Not too much later, my mind unexpectedly became dominated with a myriad of thoughts: questions I wanted to ask, commentary I wanted to make, and real estate. Surfing houses online is one of my go to activities when I feel restless.

The 1950’s house we were retreating at was exceptionally charming. I loved the white pines along the shore. It reminded me of my parents old cabin. My parents! I love them so much. We could buy this place. I wonder if the owners would be amenable? I’ll have to write them a charming letter, I thought to myself strategically. I’ll convince them we are the “ones” they should sell too. How would our kids feel about the move? Ehhhh, if we’re happy the kids will be fine. It was perfect. I loved this place.

Then I began to notice some major problems with our instructor. How did I not catch it earlier? When was teaching us, I noticed that he became ZeFrank, narrator of the YouTube video, “True Facts About The Cuttlefish”. He also used the word “laser” frequently and his pronunciation was strongly reminiscent of Mike Myers character “Dr. Evil” from Austin Powers. I wanted him to stop talking. He kept re-explaining the technique again and again. It felt excessive. I felt like my head was going to pop off.

Whoever says “life is short” has never attended a Vipassana meditation retreat. My room which, initially, had felt like a tender refuge now felt like a Turkish prison cell. I wasn’t tired anymore, I was annoyed. I started fantasizing about leaving the minute it was over. What if my friend who drove me here wanted to linger. I’d have to get a Lyft. Does Lyft even come out this far??

I wanted my phone so badly (which I’d reluctantly and unwisely surrendered to Dr.
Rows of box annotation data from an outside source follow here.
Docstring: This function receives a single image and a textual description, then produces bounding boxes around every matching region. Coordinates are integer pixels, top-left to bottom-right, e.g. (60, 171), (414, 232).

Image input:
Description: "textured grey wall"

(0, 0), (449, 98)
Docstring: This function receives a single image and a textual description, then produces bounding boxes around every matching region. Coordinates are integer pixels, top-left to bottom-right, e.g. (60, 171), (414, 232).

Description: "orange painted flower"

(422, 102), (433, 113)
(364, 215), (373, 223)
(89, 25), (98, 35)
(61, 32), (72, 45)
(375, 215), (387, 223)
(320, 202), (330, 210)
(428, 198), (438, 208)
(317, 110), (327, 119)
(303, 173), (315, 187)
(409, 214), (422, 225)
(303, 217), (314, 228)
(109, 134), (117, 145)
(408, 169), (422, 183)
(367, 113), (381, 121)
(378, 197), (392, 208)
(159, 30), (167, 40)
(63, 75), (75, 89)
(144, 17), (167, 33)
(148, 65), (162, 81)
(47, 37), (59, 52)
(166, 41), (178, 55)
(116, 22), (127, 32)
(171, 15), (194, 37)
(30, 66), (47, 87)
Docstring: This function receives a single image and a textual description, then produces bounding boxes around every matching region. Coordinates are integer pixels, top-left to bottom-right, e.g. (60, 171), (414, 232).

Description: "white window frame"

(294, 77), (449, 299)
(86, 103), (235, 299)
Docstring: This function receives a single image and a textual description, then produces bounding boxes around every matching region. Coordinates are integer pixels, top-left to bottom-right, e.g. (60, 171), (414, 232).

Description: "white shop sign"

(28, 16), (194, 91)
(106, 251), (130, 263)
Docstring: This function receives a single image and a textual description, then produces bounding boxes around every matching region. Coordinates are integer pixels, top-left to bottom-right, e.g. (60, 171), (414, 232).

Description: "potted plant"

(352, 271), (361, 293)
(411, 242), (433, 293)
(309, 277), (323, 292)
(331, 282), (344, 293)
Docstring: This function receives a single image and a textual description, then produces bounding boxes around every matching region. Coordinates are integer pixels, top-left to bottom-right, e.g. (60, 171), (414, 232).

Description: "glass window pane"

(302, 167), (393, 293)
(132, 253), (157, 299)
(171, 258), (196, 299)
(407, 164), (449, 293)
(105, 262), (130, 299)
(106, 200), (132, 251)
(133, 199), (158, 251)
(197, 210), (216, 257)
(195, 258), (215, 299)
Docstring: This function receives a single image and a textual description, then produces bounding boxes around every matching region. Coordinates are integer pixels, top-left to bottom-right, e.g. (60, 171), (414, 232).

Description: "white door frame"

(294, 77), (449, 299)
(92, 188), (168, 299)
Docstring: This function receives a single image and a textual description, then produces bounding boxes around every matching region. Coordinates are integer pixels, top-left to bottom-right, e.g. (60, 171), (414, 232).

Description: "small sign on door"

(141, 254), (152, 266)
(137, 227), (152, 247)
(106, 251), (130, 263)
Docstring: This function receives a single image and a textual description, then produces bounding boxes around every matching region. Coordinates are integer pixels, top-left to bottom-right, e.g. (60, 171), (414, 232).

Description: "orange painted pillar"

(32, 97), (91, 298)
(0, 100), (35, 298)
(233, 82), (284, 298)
Evil 48 hours ago) so I could go to Realtor.com and look up the home’s price history. What were the property taxes? What if this place was already on the market, was I too late? Could we swing the payments? As I much as I hated being here…it was also just so fucking perfect. I wanted to move in. Maybe before Christmas? The holidays would be amazing.

The bells kept relentlessly calling us to come back and sit in the grim silence. I’d racked up maybe eight total hours of meditation at this point. My back ached. My leg fell asleep so completely during one session that I pondered if it might need amputation because of microvascular damage. Was there a leg surgeon in town who could do the procedure with any skill? At one point, the guy behind me toppled off his meditation perch with a heavy thud and groaned. I darkly thought to myself, “Wake up people, we are meditating!!” (later he reported he had fainted from severe knee pain).

The IDEAS. I had so many extremely clever ideas for writing, for retreats and names of retreats. I was dying for a piece of paper, a journal, anything to write it all out and get this immense brilliance of my head. So I wouldn’t forget. But, it was forbidden. With all of my self-soothing compulsions (speaking, writing, walking long distances) blocked there was nowhere to hide.

All of my mental energy, normally scattered outward exponentially, was now distilling into something akin to a hand grenade inside of my mind.
By now, when our leader spoke at all, or especially when he said “uh hum”, it became an extreme battle with myself not to break. This was too much to bear! Why couldn’t he just use fewer words??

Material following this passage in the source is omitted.